CURE sent a white paper to Congress on combatting the drastic learning loss of students due to COVID. As the white paper states:
“As the country continues to recover from the devastation of the COVID pandemic, the wounds it inflicted will take time to heal. There are few places the harm done is more evident than education.”
The white paper analyzes data from the National Assessment of Educational Progress (NAEP), as well as a study from Harvard economists Roland Fryer Jr. and Will Dobbie, in which the economists analyze 35 high-performing New York City charter schools, as well as a study of 20 low-performing public schools in Houston, Denver, and Chicago to determine what makes some schools outperform others.

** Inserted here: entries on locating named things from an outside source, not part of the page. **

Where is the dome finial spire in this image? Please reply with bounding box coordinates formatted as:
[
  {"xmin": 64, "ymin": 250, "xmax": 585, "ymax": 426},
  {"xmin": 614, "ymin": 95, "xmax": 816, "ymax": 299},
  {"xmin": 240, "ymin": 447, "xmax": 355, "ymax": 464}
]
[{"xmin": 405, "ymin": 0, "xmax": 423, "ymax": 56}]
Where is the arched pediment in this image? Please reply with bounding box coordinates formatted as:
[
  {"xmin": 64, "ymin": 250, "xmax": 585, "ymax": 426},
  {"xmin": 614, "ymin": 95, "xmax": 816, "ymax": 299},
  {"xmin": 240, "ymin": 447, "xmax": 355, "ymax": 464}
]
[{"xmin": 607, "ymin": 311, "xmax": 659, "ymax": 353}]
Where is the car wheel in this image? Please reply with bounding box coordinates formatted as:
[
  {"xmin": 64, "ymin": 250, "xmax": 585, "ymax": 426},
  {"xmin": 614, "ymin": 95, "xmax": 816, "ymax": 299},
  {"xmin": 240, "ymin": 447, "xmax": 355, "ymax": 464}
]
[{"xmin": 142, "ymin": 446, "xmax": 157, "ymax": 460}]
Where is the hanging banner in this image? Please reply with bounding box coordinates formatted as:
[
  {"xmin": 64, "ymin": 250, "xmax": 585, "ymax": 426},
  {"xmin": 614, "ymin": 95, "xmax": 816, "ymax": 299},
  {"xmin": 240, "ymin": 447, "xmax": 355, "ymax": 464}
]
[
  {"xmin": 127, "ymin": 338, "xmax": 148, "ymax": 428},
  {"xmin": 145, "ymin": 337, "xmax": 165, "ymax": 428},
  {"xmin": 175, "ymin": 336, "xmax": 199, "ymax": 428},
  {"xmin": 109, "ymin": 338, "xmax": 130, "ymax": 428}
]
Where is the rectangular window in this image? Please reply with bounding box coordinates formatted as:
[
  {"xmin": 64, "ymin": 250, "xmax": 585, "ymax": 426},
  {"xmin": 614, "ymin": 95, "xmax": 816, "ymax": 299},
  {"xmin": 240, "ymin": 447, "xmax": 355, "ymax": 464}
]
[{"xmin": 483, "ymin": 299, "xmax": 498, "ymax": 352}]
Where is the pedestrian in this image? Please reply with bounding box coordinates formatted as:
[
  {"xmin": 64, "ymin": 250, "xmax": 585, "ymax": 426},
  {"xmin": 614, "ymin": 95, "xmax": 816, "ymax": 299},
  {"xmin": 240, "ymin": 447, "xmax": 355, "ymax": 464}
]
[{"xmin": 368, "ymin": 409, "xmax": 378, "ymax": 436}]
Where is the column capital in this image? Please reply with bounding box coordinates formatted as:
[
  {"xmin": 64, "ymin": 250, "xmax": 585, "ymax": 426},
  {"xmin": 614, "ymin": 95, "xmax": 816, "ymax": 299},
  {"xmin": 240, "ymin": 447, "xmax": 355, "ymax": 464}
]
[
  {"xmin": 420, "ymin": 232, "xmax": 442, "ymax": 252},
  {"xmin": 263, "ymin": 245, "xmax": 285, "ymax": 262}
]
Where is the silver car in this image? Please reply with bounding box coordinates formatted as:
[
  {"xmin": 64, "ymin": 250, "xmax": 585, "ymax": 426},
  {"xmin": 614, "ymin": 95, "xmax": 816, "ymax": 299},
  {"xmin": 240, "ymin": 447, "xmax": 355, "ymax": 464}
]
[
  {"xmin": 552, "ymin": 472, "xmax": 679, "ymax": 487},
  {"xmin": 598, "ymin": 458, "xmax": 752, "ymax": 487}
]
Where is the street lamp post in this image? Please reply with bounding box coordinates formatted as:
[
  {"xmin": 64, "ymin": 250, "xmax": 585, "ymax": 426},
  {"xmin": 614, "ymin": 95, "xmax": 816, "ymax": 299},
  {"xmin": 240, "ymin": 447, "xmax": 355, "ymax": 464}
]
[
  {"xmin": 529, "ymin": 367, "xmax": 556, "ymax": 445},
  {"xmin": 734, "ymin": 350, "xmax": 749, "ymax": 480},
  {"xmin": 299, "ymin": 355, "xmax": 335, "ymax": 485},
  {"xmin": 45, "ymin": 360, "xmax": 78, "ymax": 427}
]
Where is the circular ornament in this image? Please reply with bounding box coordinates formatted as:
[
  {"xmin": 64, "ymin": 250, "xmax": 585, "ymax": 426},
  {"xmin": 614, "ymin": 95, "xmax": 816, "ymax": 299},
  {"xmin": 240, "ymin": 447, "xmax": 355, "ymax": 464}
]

The white paper also highlights emergency funds allocated in response to COVID-19, noting, “The Federal Government allocated $122 billion for public education in the American Rescue Plan to help combat the spread of COVID in K-12 schools. According to an analysis by The Washington Post, only 15% of these funds have been spent.”
In conclusion, the white paper makes a point to acknowledge that there is a wide arrangement of school organizational types nationwide, and that there is more than one way to bring about effective change. In this diverse system, the white paper contributes several potential solutions to addressing the serious loss of learning our nations’ students have experienced. Most of all, allowing flexibility to innovate at the local level is key to moving forward.
“We still have a lot more to learn, but we know enough to get started down the right path today. The longer we wait the more likely we are to doom an entire generation to permanent educational losses.”